TORONTO - There is more variation in breast cancer than current treatment approaches acknowledge, according to the largest effort to date to distinguish between and find out what's driving breast cancer tumours.
The work, by a consortium of Canadian, British and other researchers, suggests there are at least 10 subtypes of breast cancer, an increase from the current belief that these tumours can be classified into four or five types.
The findings, published Wednesday in the journal Nature, are based on the detailed study of more than 2,000 breast cancer tumours and should have major implications for treatment of the disease.
"If you believe one breast cancer to be the same as any other breast cancer — but it really isn't — then you're really applying therapies that either may be ineffective or worse, actually quite toxic, and not produce benefit," senior author Dr. Samuel Aparicio of the B.C. Cancer Agency explained in an interview.
The findings point to a time when medicine will be able to more accurately target breast cancer therapy, knowing which tumours require aggressive treatment and, conceivably, which might be safely treated with a minimalistic approach because they are unlikely to be dangerous.

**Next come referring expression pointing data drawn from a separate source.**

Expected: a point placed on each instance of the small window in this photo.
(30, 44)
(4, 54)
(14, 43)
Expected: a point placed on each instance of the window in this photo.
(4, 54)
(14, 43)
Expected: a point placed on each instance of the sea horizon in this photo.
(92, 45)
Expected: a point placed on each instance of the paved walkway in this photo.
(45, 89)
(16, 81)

"What we anticipate is that in the future, the knowledge of the genes that are mutated in these specific subtypes will lead us to two things," Aparicio said.
"One is a better way of predicting whether existing therapies are going to be useful or not in a particular subtype. And the other is that it's taking us into the domain of having to develop new drugs. We see from the variation that we just don't have enough drugs being developed yet to combat each of these different subtypes."

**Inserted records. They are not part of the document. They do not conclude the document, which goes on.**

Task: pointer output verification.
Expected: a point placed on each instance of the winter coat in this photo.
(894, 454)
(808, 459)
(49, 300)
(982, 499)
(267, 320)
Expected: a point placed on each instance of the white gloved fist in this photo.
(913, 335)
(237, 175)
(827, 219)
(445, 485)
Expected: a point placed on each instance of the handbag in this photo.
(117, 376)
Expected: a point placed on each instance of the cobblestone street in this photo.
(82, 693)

The work was done by scientists from the B.C. Cancer Agency, the University of British Columbia, Cambridge University in Britain and the University of Manitoba's Institute of Cell Biology, among other institutions in Britain, the United States and Norway.
They studied both the DNA and RNA of this large group of tumours, looking for genetic faults — mutations — that spur development of cancer. In the process, they discovered several genes that had not previously been linked to breast cancer development.

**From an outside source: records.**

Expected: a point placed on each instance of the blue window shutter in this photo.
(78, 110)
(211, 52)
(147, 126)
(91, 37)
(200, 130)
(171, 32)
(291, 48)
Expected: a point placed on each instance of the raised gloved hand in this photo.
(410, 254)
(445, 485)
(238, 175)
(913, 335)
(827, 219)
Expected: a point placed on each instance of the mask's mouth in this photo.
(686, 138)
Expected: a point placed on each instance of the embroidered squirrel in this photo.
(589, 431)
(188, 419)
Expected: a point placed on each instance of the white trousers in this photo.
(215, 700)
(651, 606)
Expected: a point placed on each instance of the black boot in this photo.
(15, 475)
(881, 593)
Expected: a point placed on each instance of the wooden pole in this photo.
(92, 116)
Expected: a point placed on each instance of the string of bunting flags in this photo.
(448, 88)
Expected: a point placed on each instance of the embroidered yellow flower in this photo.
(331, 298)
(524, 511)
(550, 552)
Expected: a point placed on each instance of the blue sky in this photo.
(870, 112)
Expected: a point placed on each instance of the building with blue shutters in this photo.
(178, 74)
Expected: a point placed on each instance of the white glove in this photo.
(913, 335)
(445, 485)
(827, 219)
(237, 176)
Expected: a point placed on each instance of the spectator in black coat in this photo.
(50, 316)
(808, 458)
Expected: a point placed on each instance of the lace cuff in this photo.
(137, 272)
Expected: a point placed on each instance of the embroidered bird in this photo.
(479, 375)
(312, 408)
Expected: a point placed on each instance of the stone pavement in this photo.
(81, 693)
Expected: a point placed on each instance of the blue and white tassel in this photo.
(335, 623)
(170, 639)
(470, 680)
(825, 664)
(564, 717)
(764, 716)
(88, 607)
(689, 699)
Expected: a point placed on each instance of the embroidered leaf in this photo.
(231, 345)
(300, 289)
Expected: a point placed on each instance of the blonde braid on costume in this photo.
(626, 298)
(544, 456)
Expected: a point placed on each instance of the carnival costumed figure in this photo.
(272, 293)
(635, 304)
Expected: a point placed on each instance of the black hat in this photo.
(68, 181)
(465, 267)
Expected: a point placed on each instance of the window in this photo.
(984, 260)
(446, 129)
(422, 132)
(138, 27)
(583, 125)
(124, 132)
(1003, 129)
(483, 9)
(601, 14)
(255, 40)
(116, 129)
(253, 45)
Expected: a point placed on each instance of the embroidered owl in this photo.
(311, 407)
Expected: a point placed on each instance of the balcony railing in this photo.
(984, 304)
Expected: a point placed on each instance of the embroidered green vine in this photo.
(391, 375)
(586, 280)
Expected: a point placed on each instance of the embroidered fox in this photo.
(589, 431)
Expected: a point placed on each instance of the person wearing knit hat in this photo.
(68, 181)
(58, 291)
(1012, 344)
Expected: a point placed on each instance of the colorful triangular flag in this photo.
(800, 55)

They were looking in particular for "driver mutations" — changes that seem to trigger cancer development and growth. These mutated cells are potentially useful both for predicting the course a cancer will take and as a target for a drug therapy.
"If we want more success against the harder-to-treat cancers, we're going to have to develop more drugs and learn how to combine them. And this gives us a road map for that," Aparicio said.
Being able to distinguish one type of breast cancer from another is important in figuring out how aggressively to treat the tumour.
In one type of estrogen-receptor or ER positive breast cancer, about 70 per cent of women are still alive 15 years after their diagnosis. But another type of ER positive breast cancer has a much poorer prognosis; at 15 years, only 30 per cent of women with this type of tumour are still alive.
The implication: In the quest to successfully treat the women with the more aggressive cancer, doctors are likely subjecting some women to treatments they don't actually need.
"It's very hard to distinguish those patients at the moment," Aparicio said.
"It's not desirable to over-treat patients, of course. But the current situation is really dictated by a lack of knowledge as to who will respond and who won't."
Aparicio and his co-authors liken their findings to an encyclopedia of breast cancer, though they admit more chapters will be written as future work reveals finer distinctions between the various groupings. As it is, although most of the subtypes seem to fall into distinct groups, in a couple of cases the divisions are more hazy.
Now work needs to be done to test treatment regimes within the groups to see whether enough has been learned to be able to determine the best treatment approaches for each of the subtypes.
"So we're definitely seeing those sub-groups," said Aparicio. "And we now need to go out and test, formally in a clinical trial setting, whether stratifying treatment on that basis will reduce morbidity."